In an online notification and corresponding press release, the Salina, Kan.-based non-profit organization said the actor accessed the account between Dec. 13 and 20 of 2019. Saint Francis first noticed the anomalous activity on Dec. 19, confirmed the illegal access on Feb. 12 and determined on March 24 that data belonging to multiple individuals was exposed.
Affected information includes social security numbers, birth dates, driver's licenses and state IDs, bank and financial account numbers, payment card numbers, treatment and diagnosis information, prescription information, provider names, medical record numbers and patient IDs, Medicare and Medicaid numbers, health insurance information, treatment cost information, and credentials (usernames and passwords).
SC Media contacted Saint Francis for clarification on whether the exposed data belongs to recipients of its services, employees of the organization, or both.

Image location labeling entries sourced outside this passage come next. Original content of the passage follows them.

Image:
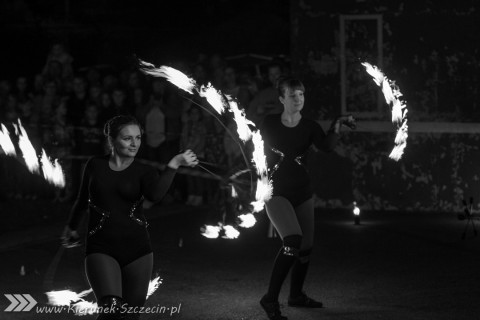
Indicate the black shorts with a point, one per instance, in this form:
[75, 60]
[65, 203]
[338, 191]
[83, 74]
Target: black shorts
[296, 196]
[124, 252]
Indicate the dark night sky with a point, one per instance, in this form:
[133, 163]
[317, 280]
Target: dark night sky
[112, 31]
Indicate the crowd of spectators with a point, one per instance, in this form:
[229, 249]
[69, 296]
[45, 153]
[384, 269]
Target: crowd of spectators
[64, 108]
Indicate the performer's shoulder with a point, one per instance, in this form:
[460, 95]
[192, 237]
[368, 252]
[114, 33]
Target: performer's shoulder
[271, 119]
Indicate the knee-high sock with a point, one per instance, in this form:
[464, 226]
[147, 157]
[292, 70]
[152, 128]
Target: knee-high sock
[299, 272]
[283, 262]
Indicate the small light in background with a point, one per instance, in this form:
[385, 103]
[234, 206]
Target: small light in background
[356, 213]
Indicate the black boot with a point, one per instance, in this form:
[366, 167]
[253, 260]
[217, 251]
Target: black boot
[272, 309]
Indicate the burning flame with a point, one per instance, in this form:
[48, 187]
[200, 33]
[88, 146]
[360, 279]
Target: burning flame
[153, 286]
[213, 96]
[52, 171]
[356, 210]
[244, 129]
[399, 108]
[6, 143]
[247, 220]
[211, 232]
[28, 151]
[172, 75]
[230, 232]
[234, 192]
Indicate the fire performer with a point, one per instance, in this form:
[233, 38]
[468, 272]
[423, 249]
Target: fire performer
[288, 136]
[119, 258]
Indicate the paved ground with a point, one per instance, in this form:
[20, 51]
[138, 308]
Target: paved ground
[392, 266]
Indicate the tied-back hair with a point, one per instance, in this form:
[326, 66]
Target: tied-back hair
[285, 83]
[114, 125]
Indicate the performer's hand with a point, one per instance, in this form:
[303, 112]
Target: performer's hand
[348, 121]
[70, 238]
[188, 159]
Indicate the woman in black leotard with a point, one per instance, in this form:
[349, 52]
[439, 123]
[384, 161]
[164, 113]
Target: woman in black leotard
[288, 136]
[119, 259]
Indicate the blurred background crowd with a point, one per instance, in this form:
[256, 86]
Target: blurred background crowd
[64, 109]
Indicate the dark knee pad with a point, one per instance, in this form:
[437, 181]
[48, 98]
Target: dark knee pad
[304, 255]
[291, 245]
[110, 308]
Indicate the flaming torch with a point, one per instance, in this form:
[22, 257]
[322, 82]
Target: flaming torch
[246, 132]
[399, 108]
[52, 171]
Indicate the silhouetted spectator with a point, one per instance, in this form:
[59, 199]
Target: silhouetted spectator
[193, 138]
[90, 135]
[77, 101]
[233, 88]
[266, 101]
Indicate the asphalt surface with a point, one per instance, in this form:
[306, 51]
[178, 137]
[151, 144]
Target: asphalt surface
[391, 266]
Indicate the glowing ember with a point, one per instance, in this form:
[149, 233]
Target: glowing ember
[211, 232]
[234, 193]
[6, 143]
[356, 210]
[230, 232]
[28, 151]
[172, 75]
[52, 171]
[399, 108]
[82, 308]
[247, 220]
[153, 286]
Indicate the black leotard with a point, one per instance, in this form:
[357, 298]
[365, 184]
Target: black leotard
[286, 148]
[118, 195]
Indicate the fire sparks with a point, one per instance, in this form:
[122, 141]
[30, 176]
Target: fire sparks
[80, 305]
[211, 232]
[6, 143]
[52, 171]
[246, 131]
[28, 151]
[70, 298]
[172, 75]
[153, 286]
[399, 108]
[213, 96]
[230, 232]
[247, 220]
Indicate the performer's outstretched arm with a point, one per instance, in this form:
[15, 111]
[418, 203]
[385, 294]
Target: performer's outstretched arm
[155, 186]
[81, 203]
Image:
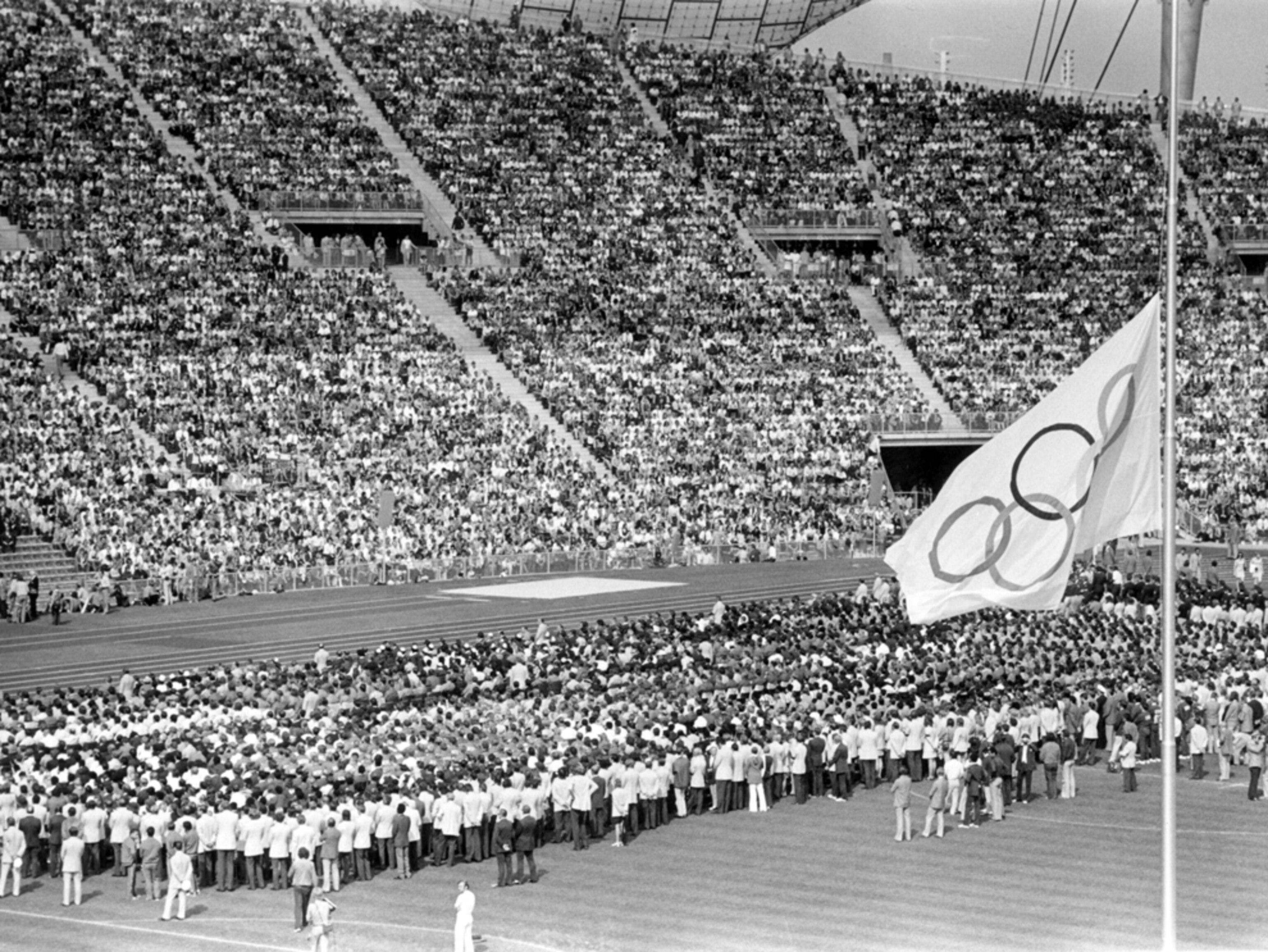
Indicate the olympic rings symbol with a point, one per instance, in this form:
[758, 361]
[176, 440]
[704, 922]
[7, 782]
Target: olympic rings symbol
[1040, 505]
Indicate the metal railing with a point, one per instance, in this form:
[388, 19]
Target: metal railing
[972, 423]
[822, 218]
[402, 201]
[1253, 231]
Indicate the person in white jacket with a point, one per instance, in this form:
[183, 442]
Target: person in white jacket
[13, 848]
[278, 843]
[180, 881]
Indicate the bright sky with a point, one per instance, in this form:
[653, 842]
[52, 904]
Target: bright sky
[993, 38]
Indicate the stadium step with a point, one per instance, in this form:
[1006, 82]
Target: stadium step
[70, 381]
[392, 141]
[893, 341]
[1215, 251]
[632, 84]
[177, 146]
[433, 306]
[37, 556]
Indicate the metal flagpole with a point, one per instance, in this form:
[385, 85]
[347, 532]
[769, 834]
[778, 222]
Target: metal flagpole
[1173, 111]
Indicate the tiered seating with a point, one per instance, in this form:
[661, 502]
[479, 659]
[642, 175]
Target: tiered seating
[1228, 161]
[764, 123]
[1040, 218]
[236, 364]
[245, 84]
[731, 400]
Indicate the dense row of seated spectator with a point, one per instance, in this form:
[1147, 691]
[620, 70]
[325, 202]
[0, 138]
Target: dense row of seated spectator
[1039, 217]
[245, 84]
[235, 363]
[762, 121]
[637, 720]
[1041, 223]
[1227, 164]
[731, 398]
[1223, 425]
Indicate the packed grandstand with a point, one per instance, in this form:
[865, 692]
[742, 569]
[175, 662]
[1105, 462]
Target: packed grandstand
[246, 417]
[246, 414]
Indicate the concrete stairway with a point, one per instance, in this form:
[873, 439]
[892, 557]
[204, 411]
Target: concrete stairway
[1215, 251]
[33, 556]
[651, 112]
[392, 141]
[74, 382]
[12, 237]
[892, 340]
[433, 306]
[743, 236]
[175, 145]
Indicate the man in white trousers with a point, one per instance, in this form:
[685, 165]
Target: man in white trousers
[180, 880]
[464, 921]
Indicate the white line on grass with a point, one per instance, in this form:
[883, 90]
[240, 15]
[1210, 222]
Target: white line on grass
[168, 933]
[191, 937]
[1114, 826]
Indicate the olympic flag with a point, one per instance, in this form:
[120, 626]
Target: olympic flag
[1081, 468]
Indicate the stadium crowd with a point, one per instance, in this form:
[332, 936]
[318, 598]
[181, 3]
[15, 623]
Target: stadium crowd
[634, 320]
[245, 84]
[1225, 163]
[1039, 218]
[732, 409]
[395, 758]
[762, 121]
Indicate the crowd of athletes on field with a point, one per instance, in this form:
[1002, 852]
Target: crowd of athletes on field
[731, 407]
[386, 761]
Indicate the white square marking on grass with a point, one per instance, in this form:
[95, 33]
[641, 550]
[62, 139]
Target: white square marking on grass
[561, 587]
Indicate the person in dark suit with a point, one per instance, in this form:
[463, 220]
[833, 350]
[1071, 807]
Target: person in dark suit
[1025, 760]
[504, 845]
[598, 804]
[814, 750]
[1007, 755]
[525, 840]
[975, 783]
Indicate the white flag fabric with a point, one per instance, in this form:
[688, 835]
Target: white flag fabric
[1082, 468]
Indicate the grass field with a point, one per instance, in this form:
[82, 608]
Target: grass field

Morgan Rothenberger, director of marketing and communications, replied, "We are still in the process of determining the relationships affected individuals have to Saint Francis Ministries. We will notify affected individuals on a rolling basis and as required by the applicable notification statutes. "
Saint Francis asserts that it is "unaware of any actual or attempted misuse of any personal or protected health information relating to this incident." The organization said that this week it will mail notices to impacted individuals, warning them to review account statements, credit reports and explanation of benefits forms for suspicious red flags, and to watch out for identity theft and fraud schemes. It will also offer recipients 12 months of free credit monitoring and/or identity theft restoration services.
"While we have security measures in place to protect information in our care, we are also taking steps to implement additional safeguards and review policies and procedures in order to protect the security of information on our systems," Saint Francis said in its online statement. "Specifically, Saint Francis immediately changed the credentials for the email account once it detected the suspicious behavior.
Saint Francis offers services related to adoption, foster care, behavioral health, migrant and refugee initiatives, and more. It has locations based in Arkansas, Kansas, Mississippi, Nebraska, Oklahoma, Texas and Central America.